A systematic review of the current literature identified a total of fourteen types of systems-based collaborative implementation strategies in integrated care programmes, such as for instance the electronic data exchange, multidisciplinary care plans, or shared-care protocols. The study also showed that most programmes cover comprehensive services across the care continuum or standardization of care through inter-professional teams.
Within the framework of a Delphi study, conducted with 20 experts from 13 European countries, questions and statements covering the IC relevant areas were explored. The study showed that the personal communication between the patient and the health professionals, efficient organisational structure and governance of the service provider were seen as key component for IC. Other components facilitating IC implementation were for instance funding mechanisms and financial resource allocation, but also education and training of the involved health professionals, followed by the use of information and communication technologies. The study also showed that there is a lack of a common understanding of IC, and that the specifics about the kind of technology and its scope that is actually helpful for the user still needs further exploration. Similarly, the driving role of dedicated funding has been confirmed but mechanisms remain to be established.

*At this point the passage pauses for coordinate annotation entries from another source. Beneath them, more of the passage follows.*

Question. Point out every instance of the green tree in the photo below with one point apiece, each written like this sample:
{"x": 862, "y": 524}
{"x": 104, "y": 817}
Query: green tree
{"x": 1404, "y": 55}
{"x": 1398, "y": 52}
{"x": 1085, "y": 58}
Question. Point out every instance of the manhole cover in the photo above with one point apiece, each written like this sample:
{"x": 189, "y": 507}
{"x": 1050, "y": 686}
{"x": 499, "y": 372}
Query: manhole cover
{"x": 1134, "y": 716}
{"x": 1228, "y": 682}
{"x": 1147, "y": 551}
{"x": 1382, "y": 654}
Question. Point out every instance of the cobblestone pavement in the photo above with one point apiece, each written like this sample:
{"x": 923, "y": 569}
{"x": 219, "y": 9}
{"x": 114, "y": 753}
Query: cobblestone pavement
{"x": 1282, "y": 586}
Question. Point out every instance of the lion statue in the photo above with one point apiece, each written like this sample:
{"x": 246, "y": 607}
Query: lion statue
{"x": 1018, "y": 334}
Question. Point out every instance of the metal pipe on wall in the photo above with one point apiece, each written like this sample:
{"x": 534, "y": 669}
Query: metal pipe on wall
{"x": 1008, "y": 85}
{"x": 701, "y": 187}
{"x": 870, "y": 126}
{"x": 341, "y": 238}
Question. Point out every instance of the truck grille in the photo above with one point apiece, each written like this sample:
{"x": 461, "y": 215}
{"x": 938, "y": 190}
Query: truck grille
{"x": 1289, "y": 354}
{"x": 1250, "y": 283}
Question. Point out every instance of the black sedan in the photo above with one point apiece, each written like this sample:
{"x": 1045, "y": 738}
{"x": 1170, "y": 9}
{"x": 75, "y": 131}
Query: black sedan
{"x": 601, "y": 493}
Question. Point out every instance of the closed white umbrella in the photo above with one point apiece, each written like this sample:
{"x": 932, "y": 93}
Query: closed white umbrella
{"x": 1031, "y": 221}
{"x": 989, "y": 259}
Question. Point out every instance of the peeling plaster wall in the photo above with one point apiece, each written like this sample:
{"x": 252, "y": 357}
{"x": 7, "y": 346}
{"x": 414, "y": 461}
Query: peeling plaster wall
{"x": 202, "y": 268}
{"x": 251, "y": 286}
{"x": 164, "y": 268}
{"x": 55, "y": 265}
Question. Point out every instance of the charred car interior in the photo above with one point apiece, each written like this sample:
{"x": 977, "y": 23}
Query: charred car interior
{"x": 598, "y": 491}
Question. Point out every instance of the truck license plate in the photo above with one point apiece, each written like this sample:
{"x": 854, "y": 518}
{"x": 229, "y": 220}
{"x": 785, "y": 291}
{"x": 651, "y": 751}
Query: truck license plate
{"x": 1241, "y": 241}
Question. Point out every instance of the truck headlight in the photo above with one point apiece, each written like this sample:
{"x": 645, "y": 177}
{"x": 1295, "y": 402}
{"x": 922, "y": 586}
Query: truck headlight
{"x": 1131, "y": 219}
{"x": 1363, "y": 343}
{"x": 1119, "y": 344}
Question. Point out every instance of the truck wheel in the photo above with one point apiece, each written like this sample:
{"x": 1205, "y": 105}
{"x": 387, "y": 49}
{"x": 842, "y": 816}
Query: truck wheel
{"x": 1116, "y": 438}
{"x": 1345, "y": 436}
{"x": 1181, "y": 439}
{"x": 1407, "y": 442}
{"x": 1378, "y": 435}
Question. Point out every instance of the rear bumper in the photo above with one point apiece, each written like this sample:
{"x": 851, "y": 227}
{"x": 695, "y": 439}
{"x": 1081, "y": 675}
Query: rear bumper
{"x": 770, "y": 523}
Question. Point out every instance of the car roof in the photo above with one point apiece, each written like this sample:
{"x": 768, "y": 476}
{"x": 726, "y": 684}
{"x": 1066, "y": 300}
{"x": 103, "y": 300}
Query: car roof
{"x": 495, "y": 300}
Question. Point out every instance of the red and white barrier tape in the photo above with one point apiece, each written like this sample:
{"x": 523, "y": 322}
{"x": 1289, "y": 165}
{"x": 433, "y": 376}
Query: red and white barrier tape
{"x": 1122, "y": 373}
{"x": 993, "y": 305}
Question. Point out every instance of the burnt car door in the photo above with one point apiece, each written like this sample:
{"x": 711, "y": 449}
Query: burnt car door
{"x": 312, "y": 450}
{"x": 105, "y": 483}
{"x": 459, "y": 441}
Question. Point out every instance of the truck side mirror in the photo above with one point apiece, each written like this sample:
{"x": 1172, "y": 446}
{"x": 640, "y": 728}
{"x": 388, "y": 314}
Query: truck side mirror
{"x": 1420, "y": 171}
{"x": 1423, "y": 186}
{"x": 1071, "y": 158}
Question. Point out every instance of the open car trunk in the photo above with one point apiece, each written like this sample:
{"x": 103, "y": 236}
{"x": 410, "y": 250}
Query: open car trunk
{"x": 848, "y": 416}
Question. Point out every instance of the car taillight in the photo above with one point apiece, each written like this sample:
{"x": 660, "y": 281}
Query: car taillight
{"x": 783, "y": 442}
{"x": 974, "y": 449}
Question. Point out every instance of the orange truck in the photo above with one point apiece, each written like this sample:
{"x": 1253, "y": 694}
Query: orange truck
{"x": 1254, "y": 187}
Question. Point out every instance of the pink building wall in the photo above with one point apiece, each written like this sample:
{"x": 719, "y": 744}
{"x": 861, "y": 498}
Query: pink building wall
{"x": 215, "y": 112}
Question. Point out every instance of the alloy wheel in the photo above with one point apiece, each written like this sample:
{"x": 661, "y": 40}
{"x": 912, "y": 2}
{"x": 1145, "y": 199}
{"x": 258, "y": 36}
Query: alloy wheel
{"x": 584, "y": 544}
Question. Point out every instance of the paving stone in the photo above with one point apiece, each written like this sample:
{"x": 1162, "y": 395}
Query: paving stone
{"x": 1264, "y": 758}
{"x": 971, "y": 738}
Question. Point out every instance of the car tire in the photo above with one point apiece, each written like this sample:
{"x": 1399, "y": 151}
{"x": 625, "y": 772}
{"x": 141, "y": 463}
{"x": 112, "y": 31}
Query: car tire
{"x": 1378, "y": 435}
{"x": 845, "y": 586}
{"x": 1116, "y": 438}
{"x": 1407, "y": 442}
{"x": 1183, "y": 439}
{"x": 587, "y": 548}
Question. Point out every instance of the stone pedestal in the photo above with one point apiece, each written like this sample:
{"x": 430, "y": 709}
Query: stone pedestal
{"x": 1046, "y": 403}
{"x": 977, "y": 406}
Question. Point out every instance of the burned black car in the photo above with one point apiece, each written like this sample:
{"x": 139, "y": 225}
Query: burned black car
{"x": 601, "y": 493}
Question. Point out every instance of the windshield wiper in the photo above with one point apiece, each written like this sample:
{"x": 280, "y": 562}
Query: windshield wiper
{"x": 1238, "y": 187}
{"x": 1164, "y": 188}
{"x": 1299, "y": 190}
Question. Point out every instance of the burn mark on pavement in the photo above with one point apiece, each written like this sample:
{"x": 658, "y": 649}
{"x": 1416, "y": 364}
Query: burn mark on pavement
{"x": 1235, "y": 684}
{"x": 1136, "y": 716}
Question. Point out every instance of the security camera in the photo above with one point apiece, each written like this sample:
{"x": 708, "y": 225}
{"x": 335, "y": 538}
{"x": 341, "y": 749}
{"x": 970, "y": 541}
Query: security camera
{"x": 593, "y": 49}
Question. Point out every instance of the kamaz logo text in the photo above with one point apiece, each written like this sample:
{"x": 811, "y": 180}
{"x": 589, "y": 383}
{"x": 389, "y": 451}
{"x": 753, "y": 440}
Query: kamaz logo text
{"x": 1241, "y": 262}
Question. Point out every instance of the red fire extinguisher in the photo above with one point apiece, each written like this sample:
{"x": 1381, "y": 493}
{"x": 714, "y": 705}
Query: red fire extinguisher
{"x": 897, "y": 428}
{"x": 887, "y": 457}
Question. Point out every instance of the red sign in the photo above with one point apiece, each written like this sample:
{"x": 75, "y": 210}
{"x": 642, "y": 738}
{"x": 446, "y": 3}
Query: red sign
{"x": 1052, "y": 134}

The managerial framework contains items related to strategy, governance, stakeholders, resources, processes, products and services, and performance and quality indicators. It has been designed around existing quality management tools such as the European Foundation for Quality Management (EFQM) Excellence Model and under the use of available resources from the “InnPACT” study, which has been previously conducted by IESE Business school-CRHIM Health Innovation. The consideration of experts’ suggestions and the consideration of preceding findings from this study refined and validated the framework.
The use of the managerial framework, which will be further refined and validated in Phase III of project INTEGRATE, will permit to elaborate practical recommendations and to explain how innovations and integrated care experiences impact on stakeholders (professionals, patients, institutions, community, healthcare payers, authorities), in the following aspects: adding values, and/or representing costs; impacting the channel of access and communication; changing the relationship towards new, or different ones; making them participate in processes; demanding changes in capabilities and changed strategies; and assesses the context towards which elements make the innovation more or less attractive for the stakeholder.